I have to show that $$P^\top P=I-\frac{1}{n}\mathbf1\mathbf1^{\top}\tag{1}$$
where $\mathbf1$ is an $n$ component column vector of all ones.
The choice of $P$ is certainly not unique. The most obvious choice to me is that $P$ for which $A$ is a Helmert matrix:
\begin{align} P=\begin{pmatrix} \frac{1}{\sqrt{2}}&-\frac{1}{\sqrt{2}}&0&0&\cdots&0&0 \\\frac{1}{\sqrt{6}}&\frac{1}{\sqrt{6}}&-\frac{2}{\sqrt{6}}&0&\cdots&0&0 \\\vdots&\vdots&\vdots&\vdots&\ddots&\vdots&\vdots \\\frac{1}{\sqrt{n(n-1)}}&\frac{1}{\sqrt{n(n-1)}}&\frac{1}{\sqrt{n(n-1)}}&\frac{1}{\sqrt{n(n-1)}}&\cdots&\frac{1}{\sqrt{n(n-1)}}&\frac{-(n-1)}{\sqrt{n(n-1)}} \end{pmatrix} \end{align}
I could now verify that $(1)$ holds true for this $P$ but that does not prove anything.
How do I find a general form of the matrix $P$ so that $A$ is an orthogonal matrix?
Or is it possible to prove $(1)$ without explicitly finding $P$? Any hint would be great.
It is certainly possible to prove your result without finding $P$. One way to do this efficiently is to use block-matrix multiplication.

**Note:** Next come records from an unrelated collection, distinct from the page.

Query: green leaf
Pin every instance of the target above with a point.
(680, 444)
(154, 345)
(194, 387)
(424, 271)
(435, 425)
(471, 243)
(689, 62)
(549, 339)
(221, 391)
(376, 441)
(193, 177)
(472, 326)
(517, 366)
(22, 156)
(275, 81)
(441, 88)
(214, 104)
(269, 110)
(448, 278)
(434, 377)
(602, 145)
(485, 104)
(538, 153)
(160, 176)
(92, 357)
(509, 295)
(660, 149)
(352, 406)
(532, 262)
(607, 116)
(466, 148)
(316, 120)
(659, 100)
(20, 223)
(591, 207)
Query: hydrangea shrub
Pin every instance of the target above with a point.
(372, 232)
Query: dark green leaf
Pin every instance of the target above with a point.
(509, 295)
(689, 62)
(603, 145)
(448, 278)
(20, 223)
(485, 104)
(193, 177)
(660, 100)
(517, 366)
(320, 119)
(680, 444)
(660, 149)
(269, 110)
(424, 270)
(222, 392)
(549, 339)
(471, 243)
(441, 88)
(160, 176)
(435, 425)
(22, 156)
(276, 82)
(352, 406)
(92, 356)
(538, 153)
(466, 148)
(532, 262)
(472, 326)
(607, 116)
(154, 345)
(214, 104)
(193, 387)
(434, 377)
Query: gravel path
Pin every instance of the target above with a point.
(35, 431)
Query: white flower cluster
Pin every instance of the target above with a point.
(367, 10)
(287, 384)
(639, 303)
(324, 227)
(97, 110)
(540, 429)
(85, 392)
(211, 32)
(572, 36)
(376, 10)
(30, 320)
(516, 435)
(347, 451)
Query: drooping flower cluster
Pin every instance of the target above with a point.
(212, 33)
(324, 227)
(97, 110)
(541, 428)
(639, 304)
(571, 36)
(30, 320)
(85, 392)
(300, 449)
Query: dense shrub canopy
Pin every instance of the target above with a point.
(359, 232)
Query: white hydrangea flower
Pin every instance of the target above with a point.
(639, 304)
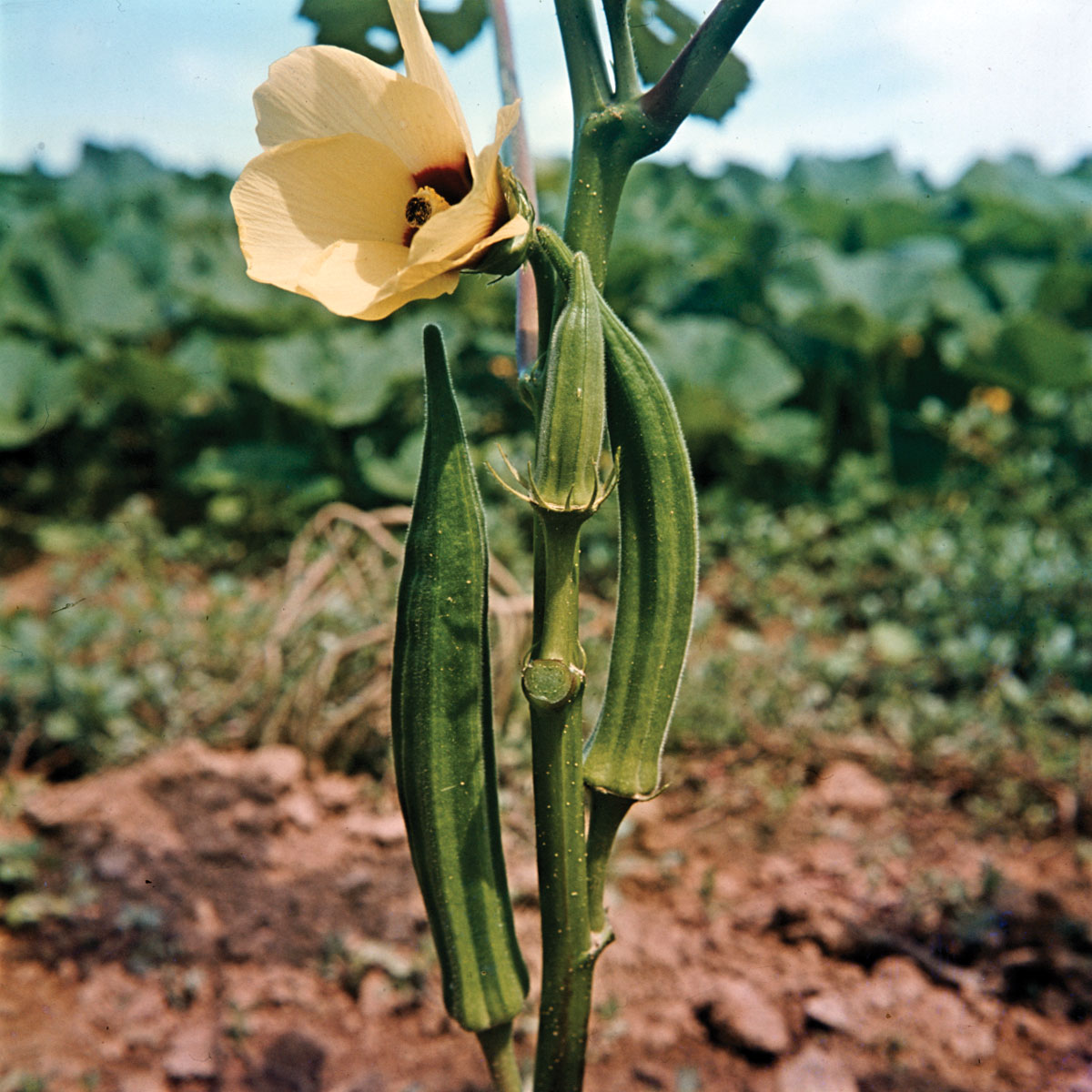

In your case, I would write $$ A = \pmatrix{\frac 1{\sqrt n} 1^T\\ P} $$ The matrices $A$ and $A^T$ are partitioned conformally. As such, we can compute $$ A^TA = \pmatrix{\frac 1{\sqrt{n}}1 & P^T}\pmatrix{\frac 1{\sqrt n} 1^T\\ P} = \frac 1n 11^T + P^TP $$ Now, $A$ is orthogonal if and only if $A^TA = I$.